The core of Bryce Lankard's photography is anchored in the documentary tradition. The term documentary photography is both a tautology and an oxymoron. Inasmuch as any photograph is a document of a moment, simultaneously the term has long carried the implication that what is captured possesses an aspect of truth, while, in truth, it has naturally been colored by the mind and eye of the photographer into a more subjective "document." Photography has long had a tenuous relationship with the notion of "truth," and this realization struck Lankard at an early age. With a 110 instamatic in hand and the photo albums and home movies of shutterbug relatives, he would pore over these photographs until he saw beyond the familiar faces and had a new vision of what the images would suggest when viewed by a complete stranger.
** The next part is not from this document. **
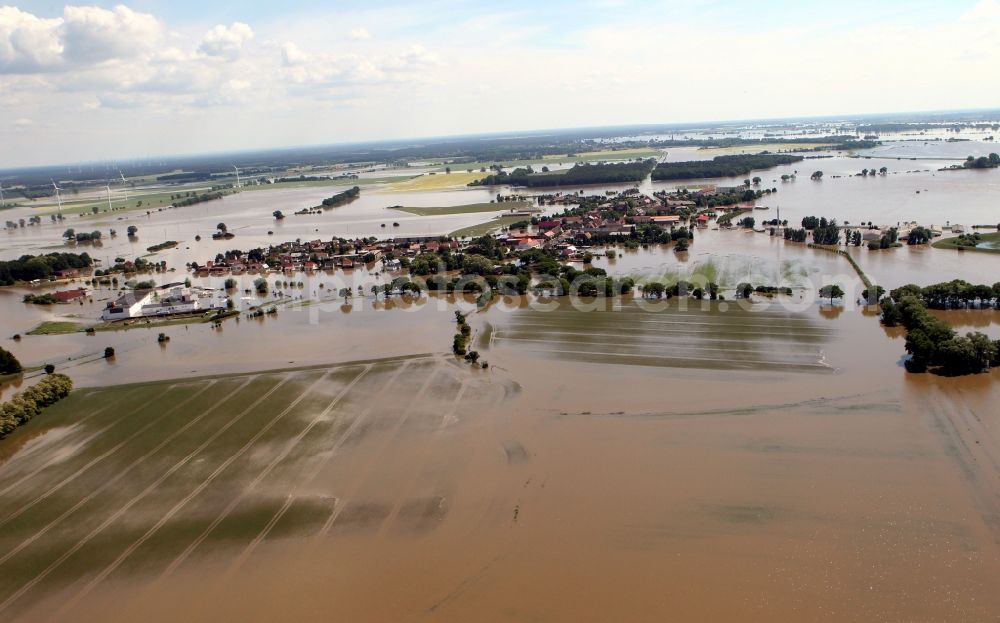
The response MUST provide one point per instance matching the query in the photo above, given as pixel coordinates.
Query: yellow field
(439, 181)
(756, 149)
The seeds of this concept germinated over years into the broad strokes of his approach to photography. Namely, that a camera is just the tool of a subjective artist. In the act of creation, the artist has many different tools available in which to influence the mood and tone of the work. The same is true with regard to how the work is manipulated and presented, whether that be in camera, in the darkroom, and more often today, in the computer. Whether that is manifested in the most "purist" and apparently unadulterated of expressions to the more heavy-handed manipulations of style, any tool and technique is at the artists disposal to better communicate the intent. Further, that despite the artist's conscious efforts to create a narrative and context, the equation is not complete without consideration of the contribution of the viewer. The meaning and relevance of the work therefore is never fixed and final as each new viewer will bring their own associations to its interpretation. All are welcome.
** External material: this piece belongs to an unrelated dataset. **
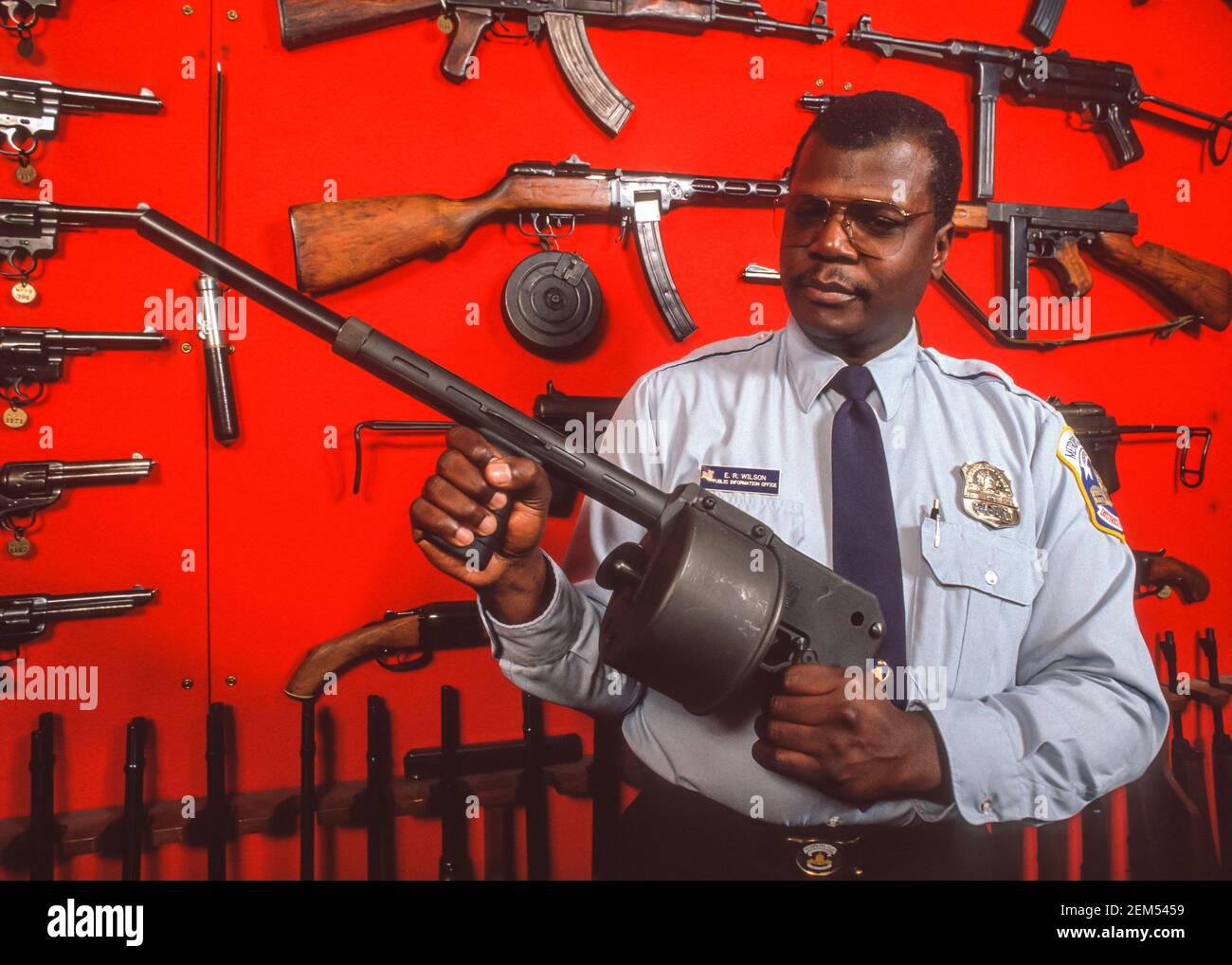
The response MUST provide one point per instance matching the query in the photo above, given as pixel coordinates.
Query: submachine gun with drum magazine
(661, 625)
From the very beginning the subject matter that has attracted Lankard has been defined by the emotional reactions he has had as a human, and as an American, albeit one with an admitted Southern persuasion. Growing up in the heart of the bible belt and living in the rapidly evolving world surrounding the end of a millennium filled him with a sense of wonder and curiosity. His continuing body of work entitled Evening Land has been inspired by the philosophical themes in the work of the great southern writer Walker Percy, and specifically these words from The Moviegoer, “It’s an interesting age you live in - though I can’t say i”m sorry to miss it. But it should be quite a sight, the going under of the evening land. That’s us all right. And I can tell you, my young friend, it is evening. It is very late." Captured from perspectives ranging from reverence to outrage, expressing love and awe, humor and horror, several of Lankard's exhibitions find different methods of addressing this one constant theme. Of the photographs in his first solo exhibition, National Dread, was said that they,"underscore many nasty, tawdry, even grotesque, aspects of life in the U.S. of A. Conveying moral outrage, the artist's photos hold up a mirror, confront- ing the viewer with facts he knows to be true, but attributes to the folly of others. Lankard discovers and frames striking images that, beyond documenting mindlessness and excess, often reveal a betrayal of American values." (Roger Green) While of the images in Salon des Refuses was said, "Bryce Lankard’s Acadian Mardi Gras scenes seemed like fragile fragments of a legendary lost world--which indeed they are.” (Eric Bookhardt) And in Chronic Daydreams, more of a narrative has been created by juxtaposing paired images to create a dialogue whereby one image influences the context and meaning of the other.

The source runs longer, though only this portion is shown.